Furthermore in this chapter and in many others he attacks Adam Smith and his naive and biased view of the world, exposing him as a Utopian that was describing a world he ought to live and not the world he was living in. The attacks are well founded throughout and at the end of the book Adam Smith does not look good as the “father” of a discipline…This undermines the credibility of the majority of economist that buy on the stories of Adam Smith.

David Graeber exposes in length many societies in several different historical eras in order to show their resemblances, differences and the consequences of these. It’s a wonderful read and I learned a lot, although I recommend further reading in order to really grasp the historical contexts of the periods presented (there are several references in each chapter).

One thing that nagged me was that the author jumps a lot within chapters to different eras (already exposed or not), and within each era sometimes events far apart in that era are contiguous in the exposition so it’s a bit confusing, 100 years or 200 years apart is a lot and so I felt lost sometimes asking myself what happened in the middle of those two events, but nothing very disturbing.

This historical analysis of several eras is amazing and highly enriching! I was craving for more, I found the book too short on this! Not because it didn’t cover enough but because it was expose is such a way that reading it was a pleasure and so I wanted more.

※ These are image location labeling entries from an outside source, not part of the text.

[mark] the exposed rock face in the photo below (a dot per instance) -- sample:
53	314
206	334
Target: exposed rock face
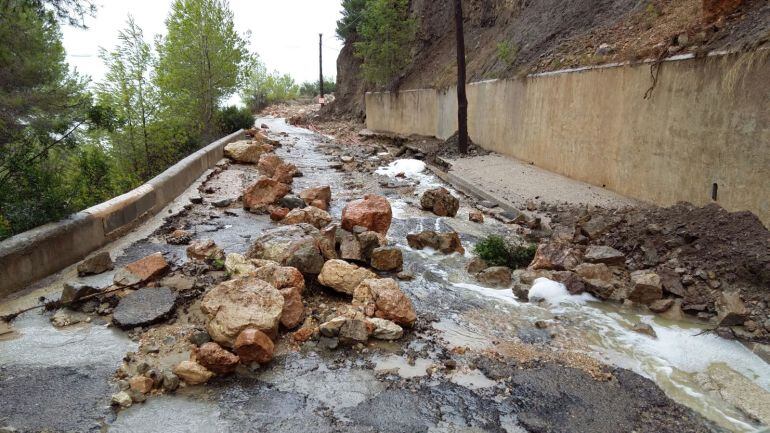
440	201
385	329
319	197
242	303
384	299
387	258
312	215
144	307
101	262
446	243
264	192
604	254
372	212
142	270
647	287
731	310
299	246
556	256
192	372
253	345
496	276
343	277
216	359
205	249
246	151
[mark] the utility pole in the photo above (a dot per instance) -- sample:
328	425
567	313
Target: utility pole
321	67
462	99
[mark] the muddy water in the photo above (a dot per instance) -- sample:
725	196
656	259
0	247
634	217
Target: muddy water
316	390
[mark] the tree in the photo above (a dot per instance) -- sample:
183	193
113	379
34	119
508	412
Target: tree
200	61
387	32
127	89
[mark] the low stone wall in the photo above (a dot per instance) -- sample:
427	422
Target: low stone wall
32	255
705	127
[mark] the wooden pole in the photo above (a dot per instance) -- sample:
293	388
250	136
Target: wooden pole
462	99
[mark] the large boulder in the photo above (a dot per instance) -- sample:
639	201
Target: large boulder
96	264
144	307
216	359
440	201
300	246
343	277
556	256
372	212
246	151
319	197
235	305
264	192
253	345
446	243
312	215
384	299
142	270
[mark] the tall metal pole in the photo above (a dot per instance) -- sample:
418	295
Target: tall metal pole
321	66
462	99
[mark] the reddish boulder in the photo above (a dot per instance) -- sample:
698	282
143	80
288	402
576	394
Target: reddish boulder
372	212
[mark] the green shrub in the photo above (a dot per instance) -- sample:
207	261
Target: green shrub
231	119
496	251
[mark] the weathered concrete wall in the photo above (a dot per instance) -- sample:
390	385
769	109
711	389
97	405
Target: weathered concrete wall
707	122
34	254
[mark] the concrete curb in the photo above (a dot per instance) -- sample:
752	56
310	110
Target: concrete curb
37	253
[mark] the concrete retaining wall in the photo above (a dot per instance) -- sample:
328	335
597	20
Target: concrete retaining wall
32	255
707	123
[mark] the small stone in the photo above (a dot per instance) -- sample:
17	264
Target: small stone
253	345
96	264
122	399
192	373
387	258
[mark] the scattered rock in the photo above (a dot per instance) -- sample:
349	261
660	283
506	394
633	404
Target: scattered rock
96	264
440	201
205	249
646	287
142	270
446	243
644	328
342	276
216	359
319	197
384	299
385	329
192	372
235	305
312	215
604	254
246	151
387	258
496	276
144	307
731	311
372	212
264	192
253	345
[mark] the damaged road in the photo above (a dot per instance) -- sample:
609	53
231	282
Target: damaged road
475	358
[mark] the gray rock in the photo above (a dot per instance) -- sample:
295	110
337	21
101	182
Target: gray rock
144	307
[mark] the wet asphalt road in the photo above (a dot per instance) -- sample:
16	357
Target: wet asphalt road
62	383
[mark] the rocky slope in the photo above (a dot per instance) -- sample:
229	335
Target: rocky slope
506	38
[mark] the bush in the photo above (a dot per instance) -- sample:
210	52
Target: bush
496	251
231	119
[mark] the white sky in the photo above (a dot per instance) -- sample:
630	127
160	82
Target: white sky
283	32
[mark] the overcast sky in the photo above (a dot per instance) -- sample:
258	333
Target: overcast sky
283	32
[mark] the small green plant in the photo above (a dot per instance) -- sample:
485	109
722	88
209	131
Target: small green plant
496	251
507	52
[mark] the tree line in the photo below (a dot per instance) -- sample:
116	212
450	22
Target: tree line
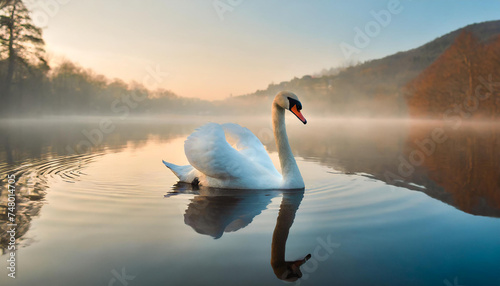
29	86
463	83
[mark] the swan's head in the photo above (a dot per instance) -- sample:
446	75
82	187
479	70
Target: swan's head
290	101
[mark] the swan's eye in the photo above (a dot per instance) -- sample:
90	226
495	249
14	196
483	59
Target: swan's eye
294	102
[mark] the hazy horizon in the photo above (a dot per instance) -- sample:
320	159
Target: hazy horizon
198	52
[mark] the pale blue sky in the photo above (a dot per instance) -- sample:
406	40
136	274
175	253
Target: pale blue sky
254	44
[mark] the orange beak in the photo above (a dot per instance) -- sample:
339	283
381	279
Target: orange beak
297	113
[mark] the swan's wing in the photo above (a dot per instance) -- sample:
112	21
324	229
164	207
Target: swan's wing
249	145
208	151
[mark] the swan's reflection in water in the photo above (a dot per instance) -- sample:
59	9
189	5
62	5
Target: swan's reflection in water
214	212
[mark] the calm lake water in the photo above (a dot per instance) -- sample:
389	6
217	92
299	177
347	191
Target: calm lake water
386	203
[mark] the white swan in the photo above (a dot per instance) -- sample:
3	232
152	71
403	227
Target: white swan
230	156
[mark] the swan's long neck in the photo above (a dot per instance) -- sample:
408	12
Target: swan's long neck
292	178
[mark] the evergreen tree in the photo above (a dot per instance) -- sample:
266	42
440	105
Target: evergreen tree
21	47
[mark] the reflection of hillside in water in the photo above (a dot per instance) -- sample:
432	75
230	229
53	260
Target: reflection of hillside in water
466	165
464	171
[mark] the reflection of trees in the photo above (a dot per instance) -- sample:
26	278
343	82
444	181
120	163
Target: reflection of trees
467	166
37	151
463	172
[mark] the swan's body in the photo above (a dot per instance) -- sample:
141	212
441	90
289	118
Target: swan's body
230	156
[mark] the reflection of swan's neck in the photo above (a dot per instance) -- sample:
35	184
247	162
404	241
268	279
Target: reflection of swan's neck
291	174
289	206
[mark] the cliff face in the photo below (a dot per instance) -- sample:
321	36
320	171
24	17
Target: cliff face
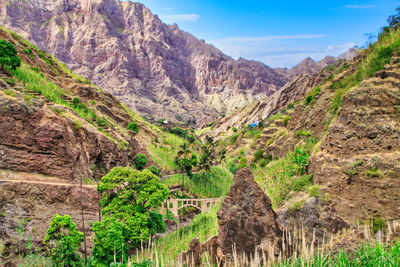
152	67
56	129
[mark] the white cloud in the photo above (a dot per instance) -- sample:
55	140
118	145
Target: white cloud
179	18
281	50
272	37
360	6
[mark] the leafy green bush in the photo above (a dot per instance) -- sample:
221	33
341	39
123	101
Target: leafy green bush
8	56
140	161
285	120
10	93
299	159
9	81
138	193
302	182
259	154
242	163
109	241
156	223
155	170
133	126
63	239
378	224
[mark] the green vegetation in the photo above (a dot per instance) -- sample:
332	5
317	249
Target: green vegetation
217	184
156	171
378	224
311	96
10	93
285	120
366	255
8	56
202	227
129	196
377	55
133	126
64	239
282	176
9	81
140	161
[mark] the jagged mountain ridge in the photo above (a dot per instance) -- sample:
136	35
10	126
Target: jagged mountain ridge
154	68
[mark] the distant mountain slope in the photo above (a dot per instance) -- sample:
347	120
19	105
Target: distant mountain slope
154	68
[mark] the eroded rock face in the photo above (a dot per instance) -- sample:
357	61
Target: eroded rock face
248	228
155	68
247	221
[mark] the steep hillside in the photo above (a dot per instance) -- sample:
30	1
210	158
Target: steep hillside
57	129
333	137
156	69
152	67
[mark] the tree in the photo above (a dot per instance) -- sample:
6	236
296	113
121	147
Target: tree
129	196
8	55
64	239
185	160
109	242
133	126
140	161
394	20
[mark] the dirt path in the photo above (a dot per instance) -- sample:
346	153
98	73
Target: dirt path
44	183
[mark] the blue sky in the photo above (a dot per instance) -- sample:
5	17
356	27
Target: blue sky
278	33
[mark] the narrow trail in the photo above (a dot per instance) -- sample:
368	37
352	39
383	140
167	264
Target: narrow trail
44	183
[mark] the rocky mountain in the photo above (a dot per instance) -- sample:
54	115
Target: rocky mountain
154	68
56	129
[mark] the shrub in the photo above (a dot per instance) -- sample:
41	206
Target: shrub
8	55
102	122
378	224
285	120
140	161
302	182
308	100
263	163
155	170
64	239
259	154
242	163
133	126
9	81
374	173
302	132
10	93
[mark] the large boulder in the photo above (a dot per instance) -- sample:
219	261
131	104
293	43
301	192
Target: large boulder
248	225
248	228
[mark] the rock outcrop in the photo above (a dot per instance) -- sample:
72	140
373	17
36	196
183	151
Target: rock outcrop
248	227
247	223
154	68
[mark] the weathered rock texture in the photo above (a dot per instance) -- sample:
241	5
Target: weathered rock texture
155	68
38	135
248	228
247	223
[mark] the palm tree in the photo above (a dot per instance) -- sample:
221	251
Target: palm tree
183	160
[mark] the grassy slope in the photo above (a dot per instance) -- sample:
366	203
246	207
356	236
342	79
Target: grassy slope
275	177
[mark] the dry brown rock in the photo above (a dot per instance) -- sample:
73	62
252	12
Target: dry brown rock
192	256
247	222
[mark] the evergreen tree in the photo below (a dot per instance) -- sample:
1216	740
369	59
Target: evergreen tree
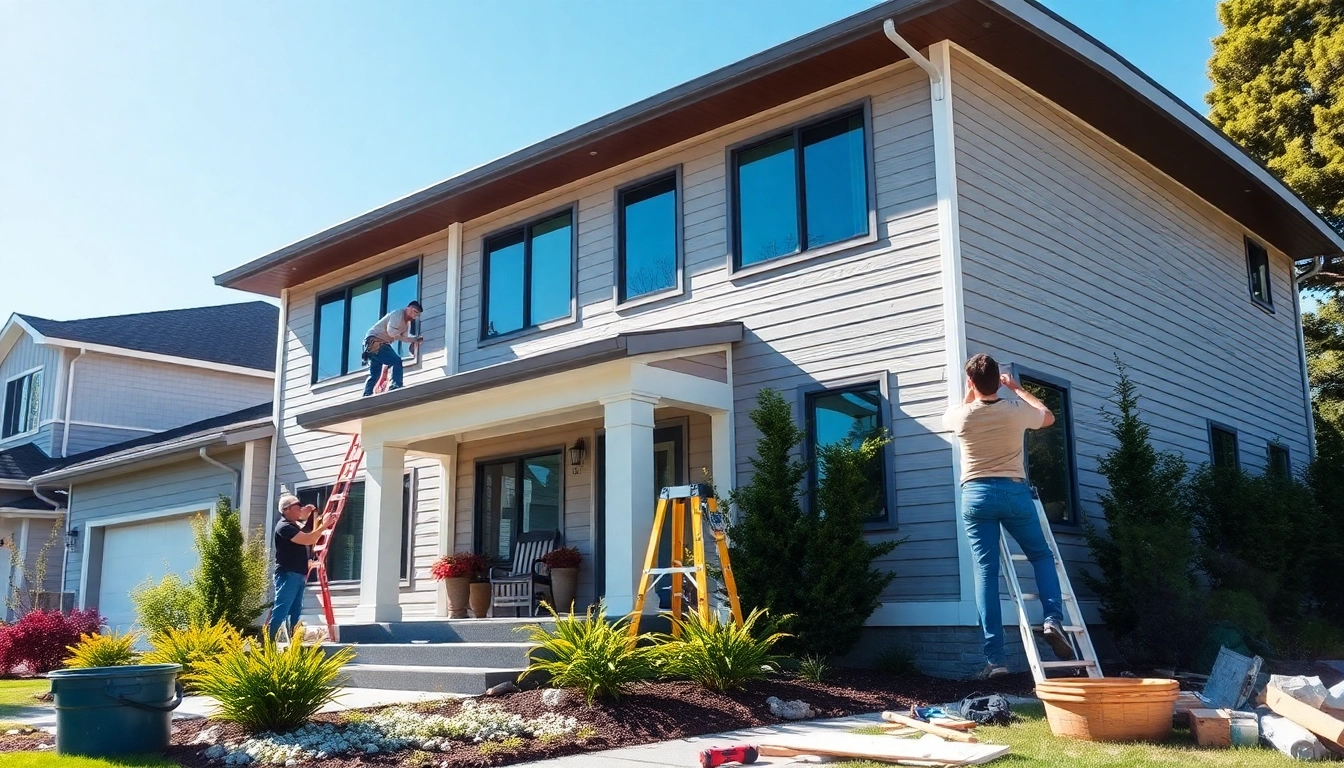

One great thing was the fact that David Graeber knows and cites French (and other European) authors! Sometimes I wondered if Americans knew that there exists foreign Academics (but I start to realize that’s only in Economics…). Since I’ve read many of the authors cited I found that he did justice to them and also the the School of thought they represent and on which Graeber inserts himself. Throughout  the book we see Graeber giving credit to great Academics that shaped his ideas, again not very common in American scholars (once again maybe is only in Economics).

The weaker part of the book is the last chapter which analysis the modern era, it is weak because I felt the author has much much more to say and it could’ve say it in a more deep way if he had given more space to that section (maybe he had space limitations). But is too bad, maybe with more 100 pages for that section it would’ve become a reference of modern analysis, in it’s current state is short exposition of some of the author ideas. Maybe in a future edition more space could be given to that section!

We highly recommend reading this book! It should be a must read for every Economist (or ought to be). It’s inspiring, you will learn a lot, it will highly expand your vision of the world in historical and anthropological ways and I hope will make people see that there other ways to live and see the world not only this Capitalistic destructive view of the world.